We suggest you use Solen audio quality polypropylene capacitors. The inductor is ferrite cored for lowest DCR, measuring 0.65Ω. These properties must be replicated, or performance will change. The resistor will not get hot; make it 5W-9W. We used a high temperature wirewound, but really this resistor is best made up from 1W carbon film types, because of their neutral sound. The terminal panel we show is a bi-wire type and the 'speaker is bi-wirable of course.


Because the panel is positioned directly behind the bass/midrange unit, a pad of carpet felt should be placed over it to eliminate reflections from the rear of the bass/midrange driver.


The reflex port is not too critical. To keep distortion down, it must be made fairly large. Our port was made 8cms diameter and 4cms deep. You might like to try experimenting with these dimensions. The port is placed close to the floor on the rear baffle. Since it works low, around 35Hz, it is close enough to the main driver to avoid phase problems. Positioning is not too critical.


Ideally, the base should have floor spikes fitted. The cabinet side panels could well be braced further by a 1in. dowel or similar, because this 'speaker produces a lot of bass energy.


And finally, to the matter of internal damping. Regular readers will know we recommend long haired wool. It must be teased out and should be supported internally on threads to prevent settling over time. The bracing panel is useful for this purpose. Put an open gauze over it and wool on top, as well as in the bottom chamber. Don't over stuff the 'speaker or it will sound lifeless and the port will not work properly. Reflex cabinets must not be too heavily damped for this reason. The amount of damping used is a matter for experiment, being sufficient to suppress cabinet boom but not enough to create a lifeless sound.


Most people like to finish their cabinets with a good veneer. To retain bevelled edges, I suggest hardwood 1/4 rounds are routed into the edges, or stained softwood 1/4 rounds. Veneer up to these edgings. Bear in mind that all around the tweeter, up to 12in away, there should be no protuberances, especially ridges. The surface acoustic wave it produces must not be obstructed, nor should it be caused to diffract off sharp surface discontinuities. Attention to detail here, together with good drive units, narrow front baffle and accurate phase matching between drivers yields very sharp, clean edged non-ambivalent images, plus well embodied cymbals made of solid metal, rather than the sort of mellifluous representation that arises as a result of phase errors and anomalies.

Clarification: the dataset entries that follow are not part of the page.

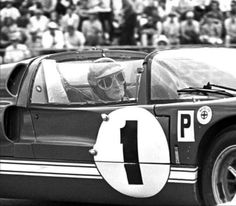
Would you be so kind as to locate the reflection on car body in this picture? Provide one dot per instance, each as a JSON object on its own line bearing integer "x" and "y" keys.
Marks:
{"x": 120, "y": 127}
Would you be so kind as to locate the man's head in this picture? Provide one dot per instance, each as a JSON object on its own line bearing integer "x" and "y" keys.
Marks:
{"x": 107, "y": 81}
{"x": 52, "y": 26}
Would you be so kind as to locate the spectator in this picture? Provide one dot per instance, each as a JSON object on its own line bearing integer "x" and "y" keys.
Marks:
{"x": 184, "y": 6}
{"x": 48, "y": 6}
{"x": 62, "y": 5}
{"x": 152, "y": 26}
{"x": 128, "y": 24}
{"x": 34, "y": 43}
{"x": 9, "y": 11}
{"x": 53, "y": 16}
{"x": 105, "y": 16}
{"x": 162, "y": 10}
{"x": 92, "y": 29}
{"x": 39, "y": 21}
{"x": 211, "y": 30}
{"x": 53, "y": 38}
{"x": 82, "y": 11}
{"x": 162, "y": 42}
{"x": 16, "y": 51}
{"x": 23, "y": 21}
{"x": 214, "y": 10}
{"x": 171, "y": 28}
{"x": 70, "y": 18}
{"x": 230, "y": 26}
{"x": 189, "y": 30}
{"x": 74, "y": 39}
{"x": 9, "y": 27}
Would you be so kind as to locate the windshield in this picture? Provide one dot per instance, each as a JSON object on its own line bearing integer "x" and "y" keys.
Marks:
{"x": 171, "y": 73}
{"x": 85, "y": 82}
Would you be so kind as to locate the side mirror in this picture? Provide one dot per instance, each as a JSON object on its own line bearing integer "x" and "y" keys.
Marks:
{"x": 140, "y": 70}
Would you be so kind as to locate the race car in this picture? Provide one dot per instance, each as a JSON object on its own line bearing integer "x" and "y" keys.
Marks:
{"x": 120, "y": 127}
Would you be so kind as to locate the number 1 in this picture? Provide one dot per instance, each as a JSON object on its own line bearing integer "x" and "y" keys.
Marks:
{"x": 129, "y": 139}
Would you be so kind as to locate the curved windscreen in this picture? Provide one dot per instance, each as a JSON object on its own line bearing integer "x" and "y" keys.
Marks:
{"x": 86, "y": 82}
{"x": 172, "y": 71}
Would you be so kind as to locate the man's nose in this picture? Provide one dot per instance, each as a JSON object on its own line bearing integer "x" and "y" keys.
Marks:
{"x": 116, "y": 82}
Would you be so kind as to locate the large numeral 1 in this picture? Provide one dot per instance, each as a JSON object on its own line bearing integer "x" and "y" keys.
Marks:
{"x": 129, "y": 139}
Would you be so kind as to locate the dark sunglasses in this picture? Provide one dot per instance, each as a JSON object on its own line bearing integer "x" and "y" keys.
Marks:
{"x": 106, "y": 82}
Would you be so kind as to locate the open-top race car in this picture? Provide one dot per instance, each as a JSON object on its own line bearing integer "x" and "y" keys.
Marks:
{"x": 120, "y": 127}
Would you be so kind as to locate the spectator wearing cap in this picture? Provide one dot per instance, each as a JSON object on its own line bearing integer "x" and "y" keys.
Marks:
{"x": 34, "y": 42}
{"x": 48, "y": 6}
{"x": 39, "y": 21}
{"x": 184, "y": 6}
{"x": 9, "y": 11}
{"x": 74, "y": 39}
{"x": 211, "y": 30}
{"x": 92, "y": 29}
{"x": 214, "y": 10}
{"x": 171, "y": 28}
{"x": 53, "y": 37}
{"x": 16, "y": 51}
{"x": 128, "y": 24}
{"x": 8, "y": 27}
{"x": 230, "y": 26}
{"x": 189, "y": 30}
{"x": 105, "y": 16}
{"x": 162, "y": 42}
{"x": 70, "y": 18}
{"x": 152, "y": 28}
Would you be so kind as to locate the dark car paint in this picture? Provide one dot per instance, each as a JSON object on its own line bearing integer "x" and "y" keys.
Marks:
{"x": 43, "y": 135}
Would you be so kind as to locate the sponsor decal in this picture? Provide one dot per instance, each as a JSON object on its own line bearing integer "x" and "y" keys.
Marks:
{"x": 185, "y": 125}
{"x": 204, "y": 115}
{"x": 132, "y": 153}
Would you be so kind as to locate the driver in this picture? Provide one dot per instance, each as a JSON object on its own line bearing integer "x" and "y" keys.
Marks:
{"x": 107, "y": 81}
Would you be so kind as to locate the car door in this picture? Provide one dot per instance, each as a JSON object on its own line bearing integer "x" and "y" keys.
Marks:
{"x": 66, "y": 130}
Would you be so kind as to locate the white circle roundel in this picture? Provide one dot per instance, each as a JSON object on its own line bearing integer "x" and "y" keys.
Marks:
{"x": 132, "y": 152}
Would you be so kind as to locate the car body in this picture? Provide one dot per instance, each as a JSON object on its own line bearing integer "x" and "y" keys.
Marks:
{"x": 171, "y": 141}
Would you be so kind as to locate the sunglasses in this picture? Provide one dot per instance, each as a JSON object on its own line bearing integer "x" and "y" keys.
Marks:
{"x": 106, "y": 83}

The cost of these speakers is low relative to the specification. The Audax drive units total £150, wood around £30, terminals, wool, components, wire, ports, etc around £70 (for two speakers). That's £230 in all. For this you get a high technology loudspeaker with superbly even and well damped bass that goes very low. It also has a clean, clear mid-band and is easy to drive. Have fun!

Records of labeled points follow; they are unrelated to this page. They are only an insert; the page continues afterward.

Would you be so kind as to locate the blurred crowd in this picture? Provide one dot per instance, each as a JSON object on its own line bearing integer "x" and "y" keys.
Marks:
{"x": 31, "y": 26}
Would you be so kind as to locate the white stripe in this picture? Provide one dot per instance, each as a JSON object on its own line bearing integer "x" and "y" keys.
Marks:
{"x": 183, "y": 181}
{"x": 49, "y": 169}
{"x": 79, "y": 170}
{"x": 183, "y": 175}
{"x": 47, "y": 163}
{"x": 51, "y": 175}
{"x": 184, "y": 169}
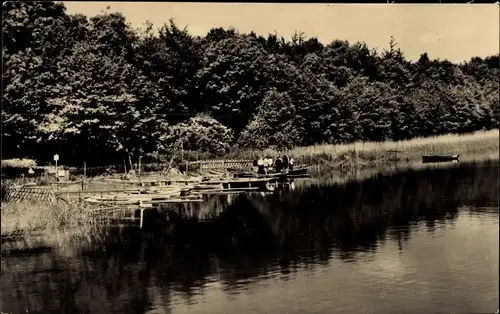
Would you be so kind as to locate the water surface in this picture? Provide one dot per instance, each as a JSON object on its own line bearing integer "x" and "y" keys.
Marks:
{"x": 414, "y": 242}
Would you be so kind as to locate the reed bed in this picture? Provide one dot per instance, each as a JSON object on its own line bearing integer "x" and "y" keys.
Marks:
{"x": 26, "y": 225}
{"x": 481, "y": 145}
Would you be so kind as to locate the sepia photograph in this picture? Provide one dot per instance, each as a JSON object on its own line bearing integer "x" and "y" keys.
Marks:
{"x": 210, "y": 157}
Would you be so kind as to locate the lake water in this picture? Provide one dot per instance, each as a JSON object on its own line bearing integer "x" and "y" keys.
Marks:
{"x": 415, "y": 242}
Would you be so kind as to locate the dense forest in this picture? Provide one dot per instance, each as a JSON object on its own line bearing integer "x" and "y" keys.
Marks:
{"x": 97, "y": 90}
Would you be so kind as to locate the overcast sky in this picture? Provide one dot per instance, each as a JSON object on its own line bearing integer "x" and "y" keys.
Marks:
{"x": 453, "y": 32}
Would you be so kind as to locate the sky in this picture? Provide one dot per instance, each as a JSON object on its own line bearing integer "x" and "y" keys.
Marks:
{"x": 453, "y": 32}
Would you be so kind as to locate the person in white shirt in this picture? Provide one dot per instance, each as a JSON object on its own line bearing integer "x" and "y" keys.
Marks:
{"x": 260, "y": 165}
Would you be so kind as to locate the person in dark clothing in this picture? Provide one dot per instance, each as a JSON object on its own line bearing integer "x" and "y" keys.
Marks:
{"x": 260, "y": 166}
{"x": 278, "y": 165}
{"x": 255, "y": 166}
{"x": 285, "y": 162}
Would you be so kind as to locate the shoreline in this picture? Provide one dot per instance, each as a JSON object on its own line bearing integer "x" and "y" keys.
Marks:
{"x": 477, "y": 146}
{"x": 347, "y": 162}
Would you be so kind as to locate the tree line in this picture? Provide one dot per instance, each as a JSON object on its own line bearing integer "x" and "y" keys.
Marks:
{"x": 97, "y": 90}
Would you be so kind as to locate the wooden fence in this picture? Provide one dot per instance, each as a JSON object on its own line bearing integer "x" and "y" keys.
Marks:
{"x": 221, "y": 164}
{"x": 46, "y": 194}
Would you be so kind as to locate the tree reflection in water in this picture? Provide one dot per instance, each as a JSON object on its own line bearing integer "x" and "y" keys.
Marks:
{"x": 239, "y": 239}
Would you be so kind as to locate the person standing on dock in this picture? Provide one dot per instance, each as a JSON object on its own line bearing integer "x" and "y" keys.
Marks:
{"x": 267, "y": 164}
{"x": 285, "y": 162}
{"x": 255, "y": 166}
{"x": 260, "y": 165}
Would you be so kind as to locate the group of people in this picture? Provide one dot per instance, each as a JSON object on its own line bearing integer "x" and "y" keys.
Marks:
{"x": 264, "y": 164}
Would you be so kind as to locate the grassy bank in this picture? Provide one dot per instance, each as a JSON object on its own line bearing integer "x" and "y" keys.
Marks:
{"x": 30, "y": 225}
{"x": 477, "y": 146}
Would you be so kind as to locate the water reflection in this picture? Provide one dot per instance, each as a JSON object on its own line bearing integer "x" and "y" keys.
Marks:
{"x": 238, "y": 242}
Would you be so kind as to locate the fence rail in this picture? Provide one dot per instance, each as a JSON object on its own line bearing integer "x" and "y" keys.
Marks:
{"x": 221, "y": 164}
{"x": 31, "y": 193}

KLS9 COMPONENT LIST (per loudspeaker)


Drive Units

Bass/midrange   Audax HM210ZO

Treble   Audax TWO25MO



L1 1.2mH, 0.65Ω, ferrite cored

C1 4µF, 50V wkg. min. Solen

R1 3.3Ω resistor, 4W min.


Input bi-wire input terminal panel

Component mounting 3-way tagstrips

Damping long haired wool

Panel damping carpet felt

Wood glue Evode Resin W

Panel damping Evostick

Wood 18mm MDF

Wire silver plated copper, single strand

Port 7cm-8cm diameter, 4cms long



Input bi-wire input terminal panel

Damping long haired wool (1 lb)

Wire silver plated copper, single strand


Port 2 x 65mm ID, 40mm long

Wire PTFE silver plated copper

Long haired wool 1lb




Output is strong down to 50Hz in our room. The response characteristic falls slowly and smoothly toward high frequencies, by about 3dB overall. This is deliberate, to ensure the 'speaker sounds smooth but full bodied in its rendition.




Overall impedance measured 12Ω, with a pink noise test using an rms reading meter. The twin peaks are typical of a reflex, where the port resonates out of phase against the box, at 36Hz here. Above 200Hz impedance rises smoothly, due to voice coil inductance, then levels out as the tweeter comes in. KLS9 is an easy load for an amplifier, drawing little current and possessing little reactance.